Plant hormones have vital regulatory roles in plant growth, development, and defense response. These hormones can be functionally divided into growth hormones (auxins, cytokinins, gibberellins, and brassenosteroids), and stress hormones (abscisic acid, jasmonic acid, and salicylic acid) [48]. In the present study, transgenic plants overexpressing PvNHX1 showed upregulation of five auxin signaling-related genes, such as SAUR71 [49], PIN1B [50], and ARF5 [51] (Table 4). PvNHX1 also influenced gibberellin signaling, which is involved in the regulation of plant growth and flowering. Most genes involved in cytokinin and brassenosteroid signaling pathways were upregulated, except CKX11 (Pavir.Fa00713), which catalyzes the oxidation of cytokinins [52], that was downregulated. Ethylene plays a crucial role in plant growth and development, and also functions in regulation of responses to various biotic and abiotic stresses.
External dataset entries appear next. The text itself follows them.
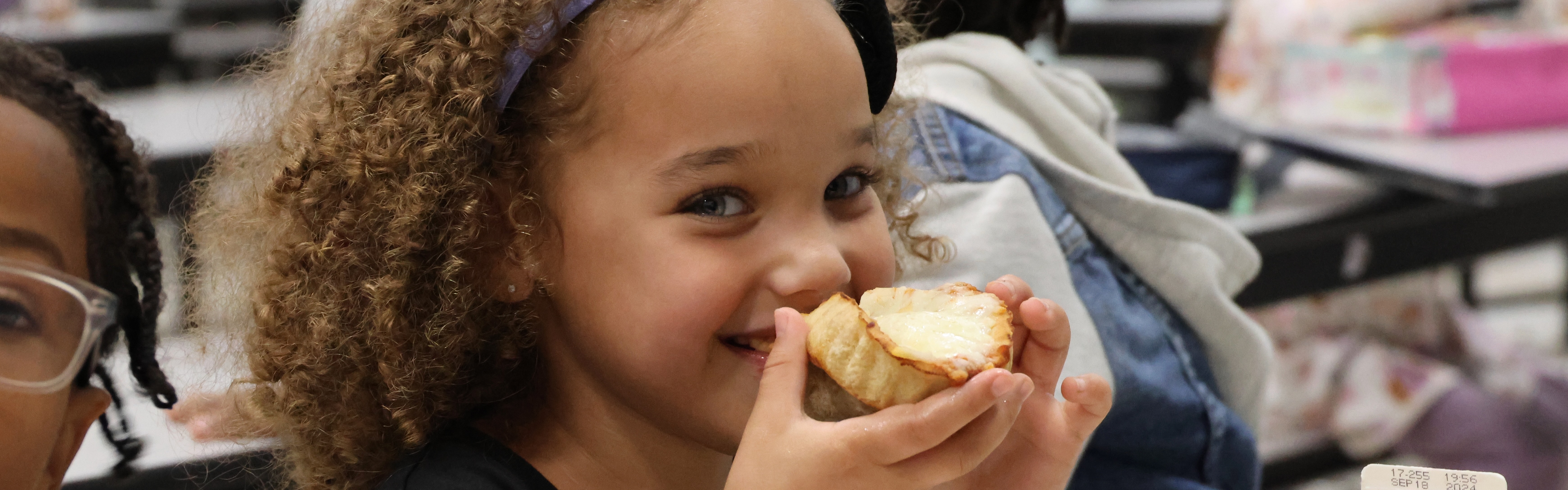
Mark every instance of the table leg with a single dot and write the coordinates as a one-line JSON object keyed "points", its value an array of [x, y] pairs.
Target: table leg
{"points": [[1468, 283]]}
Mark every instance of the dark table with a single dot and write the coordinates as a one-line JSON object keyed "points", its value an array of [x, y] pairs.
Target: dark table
{"points": [[1457, 198], [120, 48]]}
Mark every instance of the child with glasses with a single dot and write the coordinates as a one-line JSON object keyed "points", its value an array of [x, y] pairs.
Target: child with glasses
{"points": [[79, 269]]}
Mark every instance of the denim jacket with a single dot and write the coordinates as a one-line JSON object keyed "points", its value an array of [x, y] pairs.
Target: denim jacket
{"points": [[1167, 428]]}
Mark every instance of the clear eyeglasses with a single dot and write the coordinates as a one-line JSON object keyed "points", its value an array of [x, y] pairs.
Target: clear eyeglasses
{"points": [[49, 324]]}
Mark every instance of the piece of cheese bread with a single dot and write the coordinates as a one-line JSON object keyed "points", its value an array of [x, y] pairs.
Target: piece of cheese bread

Overexpression of PvNHX1 changed the transcription levels of many genes involved in ethylene biosynthesis and signal transduction (Table 4). In addition, many genes involved in abscisic acid, jasmonic acid and salicylic acid signaling pathways were altered, suggesting a close correlation between PvNHX1-induced plant defense responses and these hormone-regulated pathways. In general, TFs control differential gene expression in most major biological processes. In the present study, many TFs, such as WRKY, MYB, FAR1, and bHLH, were found to be either upregulated or downregulated in the transgenic plants (Fig. 6; Additional file 8). These results indicate that the critical roles of PvNHX1 in plant growth, development, and defense are mediated via transcriptional regulation of related genes and/or TFs.

Conclusions

This study provides a comprehensive overview of the regulation of transcription in transgenic switchgrass overexpressing PvNHX1. We identified a number of DEGs and annotated these using the GO and KEGG databases. This study demonstrated that PvNHX1 had an important role in plant growth and development through its regulation of photosynthetic activity, cell expansion, K+ homeostasis, and pollen development. Focusing on the regulatory mechanisms of stress response, we found that PvNHX1 overexpression activated a complex signal transduction network to enhance disease resistance. Many known and potential disease resistance genes were also identified and will be of use in future molecular approaches to switchgrass breeding. Our analyses also showed that overexpression of PvNHX1 altered the transcription of hormones and TFs that have roles in the regulation of plant growth, development, and defense mechanisms. To our knowledge, this is the first report on gene expression profiling of transgenic switchgrass overexpressing PvNHX1 using RNA-seq technology. These data will contribute to our understanding of the molecular mechanisms underlying the action of NHXs in plants, and provide important clues for further study of genes and networks that contribute to growth, development and defense responses in switchgrass.